= High-energy nuclear physics =

Intersection of nuclear physics and high-energy physics

High-energy nuclear physics studies the behavior of nuclear matter in energy regimes typical of high-energy physics. The primary focus of this field is the study of heavy-ion collisions, as compared to lighter atoms in other particle accelerators. At sufficient collision energies, these types of collisions are theorized to produce the quark–gluon plasma. In peripheral nuclear collisions at high energies one expects to obtain information on the electromagnetic production of leptons and mesons that are not accessible in electron–positron colliders due to their much smaller luminosities.

Previous high-energy nuclear accelerator experiments have studied heavy-ion collisions using projectile energies of 1 GeV/nucleon at JINR and LBNL-Bevalac up to 158 GeV/nucleon at CERN-SPS. Experiments of this type, called "fixed-target" experiments, primarily accelerate a "bunch" of ions (typically around 10^{6} to 10^{8} ions per bunch) to speeds approaching the speed of light (0.999c) and smash them into a target of similar heavy ions.

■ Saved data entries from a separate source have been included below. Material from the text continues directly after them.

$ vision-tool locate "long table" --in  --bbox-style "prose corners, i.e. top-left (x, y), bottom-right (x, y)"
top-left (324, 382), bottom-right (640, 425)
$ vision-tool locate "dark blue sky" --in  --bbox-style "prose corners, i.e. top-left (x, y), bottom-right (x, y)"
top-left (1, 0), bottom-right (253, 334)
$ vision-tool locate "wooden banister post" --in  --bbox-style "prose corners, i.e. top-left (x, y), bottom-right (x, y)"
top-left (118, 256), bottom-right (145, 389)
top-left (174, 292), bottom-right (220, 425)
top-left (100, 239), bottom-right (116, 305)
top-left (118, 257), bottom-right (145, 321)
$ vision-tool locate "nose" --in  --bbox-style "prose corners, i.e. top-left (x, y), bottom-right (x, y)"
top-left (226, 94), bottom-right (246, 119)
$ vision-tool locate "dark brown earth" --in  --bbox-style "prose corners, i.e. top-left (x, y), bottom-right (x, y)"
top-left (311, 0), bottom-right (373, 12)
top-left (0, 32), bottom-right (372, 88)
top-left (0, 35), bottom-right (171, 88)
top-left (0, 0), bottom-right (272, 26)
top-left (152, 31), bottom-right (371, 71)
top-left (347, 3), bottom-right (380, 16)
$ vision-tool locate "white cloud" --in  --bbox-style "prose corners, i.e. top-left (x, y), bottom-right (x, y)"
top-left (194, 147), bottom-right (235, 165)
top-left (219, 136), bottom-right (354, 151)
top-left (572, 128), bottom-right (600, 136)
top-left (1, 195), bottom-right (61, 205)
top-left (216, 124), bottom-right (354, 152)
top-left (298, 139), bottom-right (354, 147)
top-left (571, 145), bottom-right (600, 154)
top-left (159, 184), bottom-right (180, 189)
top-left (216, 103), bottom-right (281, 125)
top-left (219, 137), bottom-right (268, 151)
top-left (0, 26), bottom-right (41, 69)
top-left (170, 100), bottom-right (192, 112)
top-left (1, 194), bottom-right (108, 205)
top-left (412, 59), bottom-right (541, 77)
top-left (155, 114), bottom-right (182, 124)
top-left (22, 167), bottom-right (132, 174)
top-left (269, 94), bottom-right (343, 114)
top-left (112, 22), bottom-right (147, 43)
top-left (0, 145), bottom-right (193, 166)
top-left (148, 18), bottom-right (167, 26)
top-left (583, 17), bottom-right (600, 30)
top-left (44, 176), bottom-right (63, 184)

While all collision systems are interesting, great focus was applied in the late 1990s to symmetric collision systems of gold beams on gold targets at Brookhaven National Laboratory's Alternating Gradient Synchrotron (AGS) and uranium beams on uranium targets at CERN's Super Proton Synchrotron.

High-energy nuclear physics experiments are continued at the Brookhaven National Laboratory's Relativistic Heavy Ion Collider (RHIC) and at the CERN Large Hadron Collider. At RHIC the programme began with four experiments— PHENIX, STAR, PHOBOS, and BRAHMS—all dedicated to study collisions of highly relativistic nuclei. Unlike fixed-target experiments, collider experiments steer two accelerated beams of ions toward each other at (in the case of RHIC) six interaction regions. At RHIC, ions can be accelerated (depending on the ion size) from 100 GeV/nucleon to 250 GeV/nucleon. Since each colliding ion possesses this energy moving in opposite directions, the maximal energy of the collisions can achieve a center-of-mass collision energy of 200 GeV/nucleon for gold and 500 GeV/nucleon for protons.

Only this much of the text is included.